Specter étant ce qu’il est, il obtient une promotion qui doit s’accompagner d’un nouvel associé. Il faut absolument que celui-ci sorte de Harvard pour des raisons d’images. C’est de là d’où il vient, même s’il se juge être une exception. Un concours de circonstances va mettre – heureusement pour lui – Mike Ross (Patrick J. Adams) sur sa route, qui cherche à échapper à la police alors qu’il a une valise contenant de la drogue dans ses mains.

À l’image de Specter, Mike avait tout du personnage qui aurait pu se montrer trop intelligent et prétentieux. Seulement, si Mike possède une mémoire photographique et un sens de la débrouillardise développé grâce à ces dernières années peu légales, il a beaucoup à apprendre du nouveau monde dans lequel il se voit l’opportunité d’évoluer. C’est une chance pour lui de relancer son existence, mais cela demande aussi beaucoup de volontés. Mike n’a pas les années derrière lui pour s’être endurci et il possède une sensibilité naturelle qui le pousse à se sentir concerné. Il complète alors aisément Specter, qui endosse aisément le rôle du mentor, surtout avec l’absence de figure paternelle dans la vie de Mike.

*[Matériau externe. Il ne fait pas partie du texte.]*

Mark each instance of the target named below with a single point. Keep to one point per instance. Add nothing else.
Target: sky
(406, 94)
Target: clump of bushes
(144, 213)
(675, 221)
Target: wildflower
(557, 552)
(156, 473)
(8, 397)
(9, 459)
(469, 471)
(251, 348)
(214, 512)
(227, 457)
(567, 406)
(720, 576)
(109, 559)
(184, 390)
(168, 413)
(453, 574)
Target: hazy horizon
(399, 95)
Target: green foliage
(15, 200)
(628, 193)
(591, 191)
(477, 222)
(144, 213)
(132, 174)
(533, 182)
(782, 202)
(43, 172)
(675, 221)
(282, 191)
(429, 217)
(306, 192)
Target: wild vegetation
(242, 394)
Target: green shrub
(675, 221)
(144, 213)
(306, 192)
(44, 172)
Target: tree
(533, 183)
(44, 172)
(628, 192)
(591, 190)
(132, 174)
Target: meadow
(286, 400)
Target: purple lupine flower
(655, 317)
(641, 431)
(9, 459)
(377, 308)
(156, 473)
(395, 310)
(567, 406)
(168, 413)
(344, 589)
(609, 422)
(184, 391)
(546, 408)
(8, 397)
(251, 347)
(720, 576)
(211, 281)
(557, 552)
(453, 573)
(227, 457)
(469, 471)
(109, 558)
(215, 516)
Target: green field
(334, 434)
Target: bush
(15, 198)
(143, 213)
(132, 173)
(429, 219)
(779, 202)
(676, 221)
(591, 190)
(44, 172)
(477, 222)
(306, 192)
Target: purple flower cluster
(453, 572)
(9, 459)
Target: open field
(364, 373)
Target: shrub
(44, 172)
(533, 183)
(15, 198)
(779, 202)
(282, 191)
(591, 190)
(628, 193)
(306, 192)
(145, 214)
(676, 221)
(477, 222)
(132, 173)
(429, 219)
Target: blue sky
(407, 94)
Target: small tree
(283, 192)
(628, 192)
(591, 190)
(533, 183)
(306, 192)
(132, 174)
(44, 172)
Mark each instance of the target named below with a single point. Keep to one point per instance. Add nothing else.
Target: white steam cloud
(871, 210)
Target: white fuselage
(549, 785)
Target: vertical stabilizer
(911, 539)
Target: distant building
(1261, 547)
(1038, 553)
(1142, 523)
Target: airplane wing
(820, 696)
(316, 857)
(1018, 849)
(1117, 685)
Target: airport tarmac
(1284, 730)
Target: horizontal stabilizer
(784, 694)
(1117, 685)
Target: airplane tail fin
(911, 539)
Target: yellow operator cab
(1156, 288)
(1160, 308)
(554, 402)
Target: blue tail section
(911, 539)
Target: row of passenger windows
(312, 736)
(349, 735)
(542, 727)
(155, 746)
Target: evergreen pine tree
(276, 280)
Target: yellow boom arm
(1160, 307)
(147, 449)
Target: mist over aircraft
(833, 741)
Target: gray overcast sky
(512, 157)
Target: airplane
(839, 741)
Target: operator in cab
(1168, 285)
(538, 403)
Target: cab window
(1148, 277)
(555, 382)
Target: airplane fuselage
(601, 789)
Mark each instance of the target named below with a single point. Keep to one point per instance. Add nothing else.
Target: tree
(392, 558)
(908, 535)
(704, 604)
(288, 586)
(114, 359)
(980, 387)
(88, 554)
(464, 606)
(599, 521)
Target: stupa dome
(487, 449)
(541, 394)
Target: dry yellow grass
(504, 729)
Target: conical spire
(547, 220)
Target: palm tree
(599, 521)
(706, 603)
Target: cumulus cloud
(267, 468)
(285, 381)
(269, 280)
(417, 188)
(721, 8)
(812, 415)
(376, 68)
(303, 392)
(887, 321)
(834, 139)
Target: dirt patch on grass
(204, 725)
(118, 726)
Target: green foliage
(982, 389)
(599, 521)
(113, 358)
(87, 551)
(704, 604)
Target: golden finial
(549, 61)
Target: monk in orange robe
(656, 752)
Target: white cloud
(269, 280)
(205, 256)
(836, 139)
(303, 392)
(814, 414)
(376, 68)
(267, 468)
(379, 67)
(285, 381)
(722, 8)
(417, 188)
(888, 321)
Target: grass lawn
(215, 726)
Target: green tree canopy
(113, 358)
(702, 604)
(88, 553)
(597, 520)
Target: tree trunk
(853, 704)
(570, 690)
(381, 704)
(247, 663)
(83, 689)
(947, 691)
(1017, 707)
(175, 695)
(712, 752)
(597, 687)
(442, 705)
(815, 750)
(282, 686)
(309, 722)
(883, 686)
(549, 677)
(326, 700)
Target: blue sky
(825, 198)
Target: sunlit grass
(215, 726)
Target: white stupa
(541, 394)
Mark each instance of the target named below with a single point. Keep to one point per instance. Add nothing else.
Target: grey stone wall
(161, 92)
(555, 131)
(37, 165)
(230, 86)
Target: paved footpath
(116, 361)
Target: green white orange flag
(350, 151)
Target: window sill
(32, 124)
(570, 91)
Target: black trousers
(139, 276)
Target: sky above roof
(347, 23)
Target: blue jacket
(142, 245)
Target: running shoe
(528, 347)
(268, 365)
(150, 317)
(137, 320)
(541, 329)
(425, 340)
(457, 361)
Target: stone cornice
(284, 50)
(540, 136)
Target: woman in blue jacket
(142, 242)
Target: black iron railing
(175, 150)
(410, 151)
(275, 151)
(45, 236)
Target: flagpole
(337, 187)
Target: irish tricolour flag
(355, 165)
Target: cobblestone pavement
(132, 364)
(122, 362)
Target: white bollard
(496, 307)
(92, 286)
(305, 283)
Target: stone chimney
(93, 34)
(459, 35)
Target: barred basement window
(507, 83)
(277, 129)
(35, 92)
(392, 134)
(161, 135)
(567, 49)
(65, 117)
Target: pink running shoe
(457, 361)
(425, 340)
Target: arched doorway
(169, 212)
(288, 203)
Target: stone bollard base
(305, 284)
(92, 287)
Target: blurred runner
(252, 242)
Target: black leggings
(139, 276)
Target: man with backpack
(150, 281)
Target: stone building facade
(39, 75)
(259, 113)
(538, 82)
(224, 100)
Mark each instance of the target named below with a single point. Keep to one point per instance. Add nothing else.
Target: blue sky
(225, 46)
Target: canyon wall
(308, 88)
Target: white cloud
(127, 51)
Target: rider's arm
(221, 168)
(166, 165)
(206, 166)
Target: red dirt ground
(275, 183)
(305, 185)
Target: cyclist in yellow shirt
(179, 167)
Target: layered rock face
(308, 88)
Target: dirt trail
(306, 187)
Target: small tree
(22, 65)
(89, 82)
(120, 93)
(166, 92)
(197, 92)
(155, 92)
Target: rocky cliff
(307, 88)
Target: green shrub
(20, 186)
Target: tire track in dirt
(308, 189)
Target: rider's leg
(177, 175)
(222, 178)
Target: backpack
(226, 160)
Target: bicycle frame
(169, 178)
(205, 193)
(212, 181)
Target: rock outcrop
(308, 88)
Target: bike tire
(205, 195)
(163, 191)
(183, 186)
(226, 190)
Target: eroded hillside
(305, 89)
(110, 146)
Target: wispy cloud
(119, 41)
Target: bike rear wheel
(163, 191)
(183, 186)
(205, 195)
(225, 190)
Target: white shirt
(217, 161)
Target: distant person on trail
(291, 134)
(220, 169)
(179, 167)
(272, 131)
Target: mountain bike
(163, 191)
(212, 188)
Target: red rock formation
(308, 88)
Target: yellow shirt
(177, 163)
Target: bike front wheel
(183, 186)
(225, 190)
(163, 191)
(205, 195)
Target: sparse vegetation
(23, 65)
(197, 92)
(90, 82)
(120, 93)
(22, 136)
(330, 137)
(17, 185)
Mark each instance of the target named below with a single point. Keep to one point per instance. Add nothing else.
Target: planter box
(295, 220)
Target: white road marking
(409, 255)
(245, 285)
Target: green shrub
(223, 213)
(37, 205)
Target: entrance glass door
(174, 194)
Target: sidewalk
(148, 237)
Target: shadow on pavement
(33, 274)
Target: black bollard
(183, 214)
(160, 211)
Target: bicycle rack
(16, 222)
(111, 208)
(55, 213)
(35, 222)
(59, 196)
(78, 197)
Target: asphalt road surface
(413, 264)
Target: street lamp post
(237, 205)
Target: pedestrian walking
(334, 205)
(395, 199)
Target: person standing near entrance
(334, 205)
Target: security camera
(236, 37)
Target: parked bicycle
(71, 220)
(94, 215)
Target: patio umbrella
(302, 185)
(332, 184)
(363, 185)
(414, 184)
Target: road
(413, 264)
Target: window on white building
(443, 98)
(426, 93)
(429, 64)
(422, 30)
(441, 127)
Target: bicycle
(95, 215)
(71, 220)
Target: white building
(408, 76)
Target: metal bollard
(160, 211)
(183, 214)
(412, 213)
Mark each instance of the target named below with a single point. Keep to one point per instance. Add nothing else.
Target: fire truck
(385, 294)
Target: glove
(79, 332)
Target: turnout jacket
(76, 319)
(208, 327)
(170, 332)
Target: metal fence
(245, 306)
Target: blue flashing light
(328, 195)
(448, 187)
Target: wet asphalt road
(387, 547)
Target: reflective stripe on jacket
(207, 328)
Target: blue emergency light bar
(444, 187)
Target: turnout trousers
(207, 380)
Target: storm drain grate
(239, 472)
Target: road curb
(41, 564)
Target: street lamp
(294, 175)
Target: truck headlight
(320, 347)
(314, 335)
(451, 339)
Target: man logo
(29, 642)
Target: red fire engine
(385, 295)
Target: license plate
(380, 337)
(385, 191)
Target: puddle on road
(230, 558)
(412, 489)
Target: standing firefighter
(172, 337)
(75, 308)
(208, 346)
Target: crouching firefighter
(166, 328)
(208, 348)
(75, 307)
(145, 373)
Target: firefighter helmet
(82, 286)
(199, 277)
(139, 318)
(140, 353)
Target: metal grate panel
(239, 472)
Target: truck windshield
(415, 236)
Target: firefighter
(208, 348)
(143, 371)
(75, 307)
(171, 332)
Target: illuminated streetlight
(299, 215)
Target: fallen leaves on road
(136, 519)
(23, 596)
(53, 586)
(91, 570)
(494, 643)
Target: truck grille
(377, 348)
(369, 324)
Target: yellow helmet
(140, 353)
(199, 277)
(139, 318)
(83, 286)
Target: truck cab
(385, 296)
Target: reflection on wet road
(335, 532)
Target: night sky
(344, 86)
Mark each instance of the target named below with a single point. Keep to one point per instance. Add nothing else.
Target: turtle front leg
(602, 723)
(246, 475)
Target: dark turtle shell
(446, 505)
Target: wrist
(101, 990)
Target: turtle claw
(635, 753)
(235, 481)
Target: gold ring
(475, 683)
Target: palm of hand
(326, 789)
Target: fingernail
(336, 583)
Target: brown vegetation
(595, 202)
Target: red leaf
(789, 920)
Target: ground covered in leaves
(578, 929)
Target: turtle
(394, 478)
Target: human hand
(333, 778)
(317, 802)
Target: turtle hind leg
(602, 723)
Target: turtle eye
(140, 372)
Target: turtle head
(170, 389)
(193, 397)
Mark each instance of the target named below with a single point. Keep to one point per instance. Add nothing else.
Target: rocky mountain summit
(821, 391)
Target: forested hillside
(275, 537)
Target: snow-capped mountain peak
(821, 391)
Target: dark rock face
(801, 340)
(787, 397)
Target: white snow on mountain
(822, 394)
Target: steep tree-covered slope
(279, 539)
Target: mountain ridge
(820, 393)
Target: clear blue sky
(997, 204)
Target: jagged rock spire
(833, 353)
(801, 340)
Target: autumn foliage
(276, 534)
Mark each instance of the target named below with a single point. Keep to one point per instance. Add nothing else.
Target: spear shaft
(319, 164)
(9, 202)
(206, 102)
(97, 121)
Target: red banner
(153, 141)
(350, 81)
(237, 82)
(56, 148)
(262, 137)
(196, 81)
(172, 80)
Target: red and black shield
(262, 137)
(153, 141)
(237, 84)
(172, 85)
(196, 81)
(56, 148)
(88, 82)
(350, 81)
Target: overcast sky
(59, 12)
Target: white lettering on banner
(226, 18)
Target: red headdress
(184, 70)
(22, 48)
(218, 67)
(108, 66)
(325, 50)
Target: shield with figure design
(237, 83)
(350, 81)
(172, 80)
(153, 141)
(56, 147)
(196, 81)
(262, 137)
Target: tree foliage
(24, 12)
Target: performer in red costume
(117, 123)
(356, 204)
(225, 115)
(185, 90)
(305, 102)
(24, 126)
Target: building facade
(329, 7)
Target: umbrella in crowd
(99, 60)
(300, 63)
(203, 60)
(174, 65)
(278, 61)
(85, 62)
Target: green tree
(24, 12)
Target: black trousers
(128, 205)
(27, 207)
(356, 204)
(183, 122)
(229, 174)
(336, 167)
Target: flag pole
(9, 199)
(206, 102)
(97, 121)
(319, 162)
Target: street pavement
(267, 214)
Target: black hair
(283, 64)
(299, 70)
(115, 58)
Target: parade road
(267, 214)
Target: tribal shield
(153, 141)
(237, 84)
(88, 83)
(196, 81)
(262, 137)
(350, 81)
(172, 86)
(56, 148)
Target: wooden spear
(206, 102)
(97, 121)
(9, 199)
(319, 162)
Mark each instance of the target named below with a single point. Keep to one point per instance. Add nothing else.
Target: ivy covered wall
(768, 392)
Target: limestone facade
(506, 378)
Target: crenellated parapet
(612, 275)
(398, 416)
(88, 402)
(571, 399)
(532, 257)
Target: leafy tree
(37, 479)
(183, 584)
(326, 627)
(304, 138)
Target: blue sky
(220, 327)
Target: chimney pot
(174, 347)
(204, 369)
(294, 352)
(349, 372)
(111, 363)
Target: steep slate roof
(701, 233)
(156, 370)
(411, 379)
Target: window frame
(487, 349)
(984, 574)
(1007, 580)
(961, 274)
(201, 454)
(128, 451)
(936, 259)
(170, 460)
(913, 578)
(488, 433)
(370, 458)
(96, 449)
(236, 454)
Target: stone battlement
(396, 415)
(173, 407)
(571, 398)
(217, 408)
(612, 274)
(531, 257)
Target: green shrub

Le pilote de Suits trouve donc ses plus grandes forces dans son duo, tout particulièrement quand ils sont dans la même scène. L’épisode se distingue aussi par son ambiance qui parvient à se distinguer légèrement de la marque de fabrique de la chaine qui en devient assez lassant à force.

La partie judiciaire souffre quand même de ne pas parvenir à totalement captiver, surtout du côté de Mike, qui hérite d’un pro-bono qui cherche un peu trop à humaniser et contrebalancer le type de clients qu’à l’habitude de représenter Specter – et qui s’annonce plus pertinent. La vie passée de Mike s’étale aussi et on peut imaginer que son absence de diplôme de Harvard pourra venir planer dangereusement au-dessus des deux hommes. Si Jessica Pearson réussit le joli tour au détour de quelques dialogues d’être plus que ce qu’elle semble représenter, on ne peut pas en dire autant des autres personnages secondaires qui ne sont pas assurés de sortir tout de suite de leur fonction première.

L’important est en tout cas posé dans ce pilote. Suits réussit à faire preuve d’une identité palpable dans un monde (télévisuel) juridique loin d’être sans pitié. Si la série ne tombe pas par la suite dans la facilité, elle pourrait alors parvenir à défendre comme il se doit son affaire.